LUCY CALDWELL - THESE DAYS

These Days

Thank you Lucy Caldwell for making my summer. A good novel often makes my summer… In recent years writers like Colum McCann, Sue Divin and Michelle Gallen have been the provocative and entertaining companions of my lazy days by the sea. 

In 2023 it is Lucy Caldwell. These Days is set in and around the Belfast Blitz. It works its way into and out from one middle class family, the Bells, and follows their very different love stories. 

BUT there is so much more. I listed:

 

The war commentary so well research and sending me off to find out more about 1941 in my home city.

The almost tangible feelings of suspense she creates in bombings and the aftermath of bombings on the streets… 

The feelings of suspense on the lips of kisses and the emotions of love in its fervour (Emma), lack of fervour (Audrey), loss and regret (Florence). 

The deep introspection of the inner heart alongside the universes biggest questions.

There is even room for some challenges about class differences too.

 

Indeed, I found it quite astonishing how much Caldwell had crammed in. The layers of threads she weaves into one short novel. With the most poetic of prose, stunningly beautiful at times, she creates the most convincing characters that you feel that you intimately and sets them in these vivid scenes that you feel that you are in whether the beauty of the Bells garden or the terror of a street just devastated by German incendiaries. 

With all this alive in your imagination, Lucy goes for the questions of heart. There are hard questions about what love really is. There are questions what life is all about and how to use it well. There are questions about how Belfast can ever recover from the trauma of the nights.

It had me looking back at the challenging events of our generation - The Troubles, Covid, Brexit and realising that those 100 years ahead of us had an island dividing that caused a civil war as well as two World Wars and the depression of the 30s. 

I found myself looking up and across our lounge at my wife’s father, Bryan. He lived through this as a 5 year old. Yes, he was on the Great Victoria Station platform as the children are in the book to be sent off to the safety of Portrush. But Bryan lived with his dad at the Harbour where his ad worked and the Germans must have been targeting. 

Bryan speaks of the reinforced bunker under the stairs and getting up the morning after the first night’s bombing to pick up the shrapnel. He remembers little else. I wonder was he just young enough or did his body make sure he didn’t remember. 

Caldwell’s describes the bombings as “something out of Dante” and “some irrefutable sort of hell.” Not easy to forget, even at 5.
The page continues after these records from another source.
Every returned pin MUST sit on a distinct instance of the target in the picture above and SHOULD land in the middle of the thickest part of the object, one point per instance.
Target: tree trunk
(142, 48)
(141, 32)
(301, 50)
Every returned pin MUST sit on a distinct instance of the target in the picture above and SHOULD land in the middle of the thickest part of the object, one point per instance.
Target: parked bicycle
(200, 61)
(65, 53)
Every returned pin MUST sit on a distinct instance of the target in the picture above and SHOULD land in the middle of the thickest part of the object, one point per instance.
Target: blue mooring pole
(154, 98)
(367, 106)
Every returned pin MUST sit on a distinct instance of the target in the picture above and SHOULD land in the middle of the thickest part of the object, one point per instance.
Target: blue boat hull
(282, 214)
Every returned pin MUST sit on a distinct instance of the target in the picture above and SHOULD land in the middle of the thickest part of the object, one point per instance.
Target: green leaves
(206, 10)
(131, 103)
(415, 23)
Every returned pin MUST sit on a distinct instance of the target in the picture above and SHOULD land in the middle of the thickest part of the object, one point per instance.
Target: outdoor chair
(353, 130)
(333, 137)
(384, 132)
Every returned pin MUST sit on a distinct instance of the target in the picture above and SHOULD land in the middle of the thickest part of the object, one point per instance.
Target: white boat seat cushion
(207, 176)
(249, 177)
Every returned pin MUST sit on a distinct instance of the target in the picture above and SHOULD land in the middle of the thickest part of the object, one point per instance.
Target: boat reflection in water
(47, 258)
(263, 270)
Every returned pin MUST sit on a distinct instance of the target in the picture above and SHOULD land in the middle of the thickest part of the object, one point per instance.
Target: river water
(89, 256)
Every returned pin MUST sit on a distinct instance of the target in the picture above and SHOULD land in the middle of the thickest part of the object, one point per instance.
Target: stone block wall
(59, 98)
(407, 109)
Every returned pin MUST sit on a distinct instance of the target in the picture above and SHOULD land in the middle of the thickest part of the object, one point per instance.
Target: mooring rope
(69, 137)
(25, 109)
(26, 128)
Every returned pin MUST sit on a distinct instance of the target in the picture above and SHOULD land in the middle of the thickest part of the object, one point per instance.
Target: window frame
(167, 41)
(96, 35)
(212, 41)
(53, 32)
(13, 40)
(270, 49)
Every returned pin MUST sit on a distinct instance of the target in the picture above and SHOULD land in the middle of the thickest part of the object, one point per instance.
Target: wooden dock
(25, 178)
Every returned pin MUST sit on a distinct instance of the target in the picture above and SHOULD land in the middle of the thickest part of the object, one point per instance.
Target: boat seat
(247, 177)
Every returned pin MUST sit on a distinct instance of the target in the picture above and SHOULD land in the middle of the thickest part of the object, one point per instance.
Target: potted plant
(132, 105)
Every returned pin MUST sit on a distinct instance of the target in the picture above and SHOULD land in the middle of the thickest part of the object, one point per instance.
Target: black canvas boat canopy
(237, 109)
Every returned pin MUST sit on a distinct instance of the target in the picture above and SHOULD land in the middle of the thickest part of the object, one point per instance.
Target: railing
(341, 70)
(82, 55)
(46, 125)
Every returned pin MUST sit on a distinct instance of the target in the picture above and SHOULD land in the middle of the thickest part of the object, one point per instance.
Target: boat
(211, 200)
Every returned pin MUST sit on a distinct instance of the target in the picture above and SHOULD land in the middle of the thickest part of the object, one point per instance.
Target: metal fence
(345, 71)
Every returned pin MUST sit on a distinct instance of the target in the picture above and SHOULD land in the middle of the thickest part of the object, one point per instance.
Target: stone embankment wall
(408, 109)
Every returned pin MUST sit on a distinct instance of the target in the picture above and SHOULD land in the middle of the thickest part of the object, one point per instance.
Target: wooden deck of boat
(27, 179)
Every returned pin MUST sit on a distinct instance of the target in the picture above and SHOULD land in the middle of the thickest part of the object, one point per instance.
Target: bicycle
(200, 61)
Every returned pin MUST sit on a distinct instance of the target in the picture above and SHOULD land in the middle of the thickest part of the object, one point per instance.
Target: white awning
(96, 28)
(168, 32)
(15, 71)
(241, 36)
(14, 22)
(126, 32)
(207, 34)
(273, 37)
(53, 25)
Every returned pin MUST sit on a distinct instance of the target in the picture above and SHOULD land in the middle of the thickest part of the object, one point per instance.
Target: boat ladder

Lucy has hooked me in. I want to know more about those nights, their aftermath and then how a city built itself up again. There is always a temptation for a decline into nihilism in these characters yet when the question of asked “How are we going to recover?” 

Mother, Florence Bell, the quiet unobtrusive oracle of the piece answers, “We just have to get through this bit.” “The bigger question,” she says later, “is how to make good use of my life.” For those with ears to hear Lucy Caldwell gives us many a clue to that in my novel of the summer of 2023.